Quando esce il ventunesimo numero dell’annata 1909 il Giro è Roma, pronto a salpare alla volta di Firenze. La tappa che unisce la “città eterna” all’ex capitale è molto impegnativa per chilometraggio (346 Km) ed altimetria, che alterna tratti pianeggianti ad altri estremamente vallonati. Il percorso tocca Civita Castellana, entra in Umbria per visitare Narni ed il capoluogo Perugia e poi lambisce il Lago Trasimeno prima d’entrare in Toscana, andando quindi a Firenze per Arezzo.

Come già successo nella tappa precedente, bastano i primi chilometri a provocare una prima selezione nel gruppo. A Rignano Flaminio, poco meno di 40 Km dalla partenza, la testa della corsa si è già ridotta ad una cinquantina di unità, che comunque faticano a procedere a causa dei saliscendi e del fondo stradale. Così alcuni degli staccati riescono a riagganciare il gruppo al comando, impegnandosi in piccole volate sullo sterrato…. salvo poi staccarsi nuovamente dopo poco, per lo sforzo compiuto.
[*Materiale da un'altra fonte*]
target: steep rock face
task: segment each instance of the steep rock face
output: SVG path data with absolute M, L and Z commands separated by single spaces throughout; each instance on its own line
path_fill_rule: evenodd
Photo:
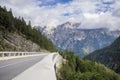
M 120 31 L 109 31 L 106 28 L 81 29 L 81 23 L 66 22 L 47 32 L 46 28 L 40 28 L 58 49 L 68 49 L 81 57 L 90 52 L 103 48 L 113 42 Z
M 96 50 L 85 57 L 86 59 L 100 62 L 120 73 L 120 37 L 110 46 Z
M 0 51 L 40 51 L 41 48 L 23 35 L 17 33 L 4 34 L 0 36 Z

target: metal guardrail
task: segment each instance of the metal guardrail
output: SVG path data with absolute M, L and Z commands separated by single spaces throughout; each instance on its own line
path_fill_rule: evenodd
M 0 57 L 12 57 L 12 56 L 25 56 L 25 55 L 36 55 L 41 52 L 0 52 Z

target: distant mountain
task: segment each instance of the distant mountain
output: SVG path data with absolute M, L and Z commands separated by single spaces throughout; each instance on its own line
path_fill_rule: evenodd
M 120 73 L 120 37 L 110 46 L 96 50 L 85 58 L 100 62 L 117 73 Z
M 112 43 L 120 31 L 109 31 L 106 28 L 81 29 L 81 23 L 66 22 L 48 31 L 47 27 L 39 28 L 58 49 L 68 49 L 81 57 Z

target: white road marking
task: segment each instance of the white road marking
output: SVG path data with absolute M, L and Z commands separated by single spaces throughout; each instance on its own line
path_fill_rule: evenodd
M 15 64 L 18 64 L 18 63 L 22 63 L 22 62 L 26 62 L 26 61 L 31 61 L 31 60 L 34 60 L 34 59 L 30 59 L 30 60 L 24 60 L 24 61 L 19 61 L 19 62 L 16 62 L 16 63 L 11 63 L 11 64 L 7 64 L 5 66 L 1 66 L 1 68 L 5 68 L 5 67 L 8 67 L 8 66 L 12 66 L 12 65 L 15 65 Z

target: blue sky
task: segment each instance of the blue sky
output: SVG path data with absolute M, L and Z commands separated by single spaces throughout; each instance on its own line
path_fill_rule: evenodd
M 57 4 L 68 4 L 73 0 L 38 0 L 41 1 L 39 6 L 56 6 Z M 97 1 L 97 0 L 96 0 Z M 108 12 L 112 11 L 114 8 L 111 7 L 115 3 L 115 0 L 98 0 L 99 3 L 96 4 L 96 12 Z M 69 16 L 70 13 L 65 13 L 65 16 Z
M 81 22 L 81 28 L 120 29 L 120 0 L 0 0 L 33 26 L 52 29 L 59 24 Z
M 116 0 L 101 0 L 103 4 L 114 4 Z
M 72 0 L 39 0 L 42 3 L 40 4 L 40 6 L 54 6 L 57 5 L 58 3 L 60 4 L 66 4 Z

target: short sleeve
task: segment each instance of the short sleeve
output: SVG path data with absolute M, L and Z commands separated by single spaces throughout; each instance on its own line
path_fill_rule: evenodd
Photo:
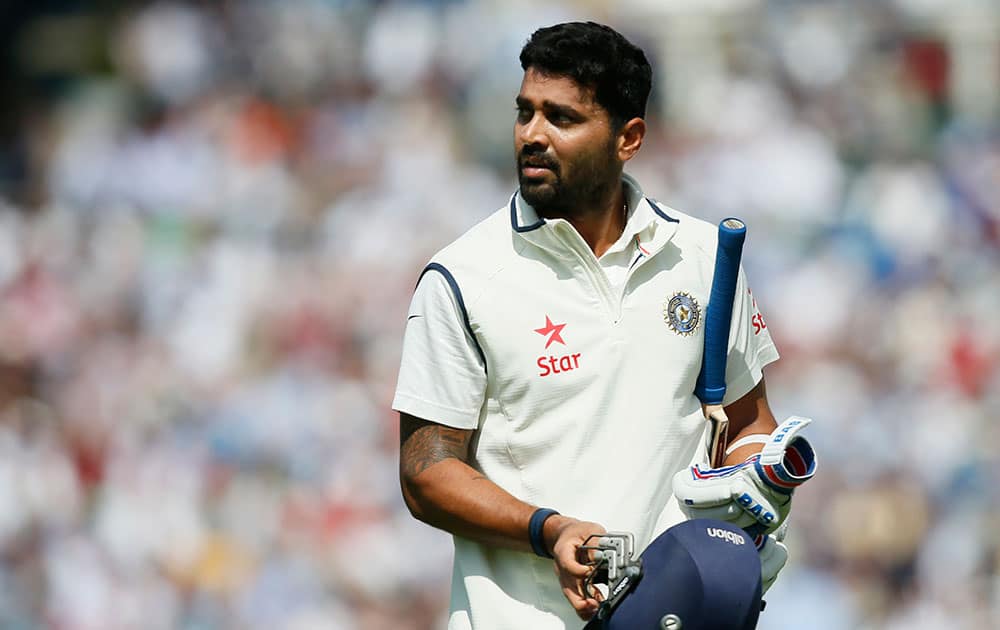
M 393 409 L 457 429 L 478 427 L 486 365 L 467 326 L 454 277 L 429 267 L 410 302 Z
M 729 329 L 729 358 L 726 362 L 726 396 L 731 404 L 749 392 L 764 376 L 764 366 L 778 359 L 771 332 L 757 308 L 757 300 L 740 268 Z

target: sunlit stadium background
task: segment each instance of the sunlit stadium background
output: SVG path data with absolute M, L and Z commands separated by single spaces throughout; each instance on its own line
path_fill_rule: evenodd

Comincia la tiritera delle forature; per il momento, ma il suo infelice primato è destinato quest’oggi ad essere battuto, il più iellato è Carlo Oriani che fora, ripara, rimonta in bici e torna a forare dopo aver percorso nemmeno cinquanta metri.

La frazione non sembra comunque proporre la selezione sperata dagli organizzatori, complice la difficoltà a procedere: al passaggio da Narni, dove è previsto il primo punto di rifornimento, il gruppo di testa è composto, segnala Cougnet, “di ben 15 corridori”, mentre “un secondo gruppo di 7 corridori gli stava rabbiosamente alle calcagna”. Il fortissimo dilettante piemontese Vincenzo Borgarello, sofferente per una contusione alla gamba, approfitta della locale stazione per chiudere qui il suo Giro e tornarsene alla natia Cambiano.

La corsa procede monotona, ravvivata solo dagli incidenti meccanici. Nessuno vuol tentare la fortuna, nonostante il percorso proponga ora le salite verso Todi e Perugia, dove una gran folla plaude al passaggio dei corridori dalle terrazze dei giardini pubblici.

Addirittura Gerbi trova il tempo per elargire sorrisi e raccontare barzellette, forse nel tentativo di mascherare la delusione di una corsa per lui tutta in salita, fin dalla tappa inaugurale.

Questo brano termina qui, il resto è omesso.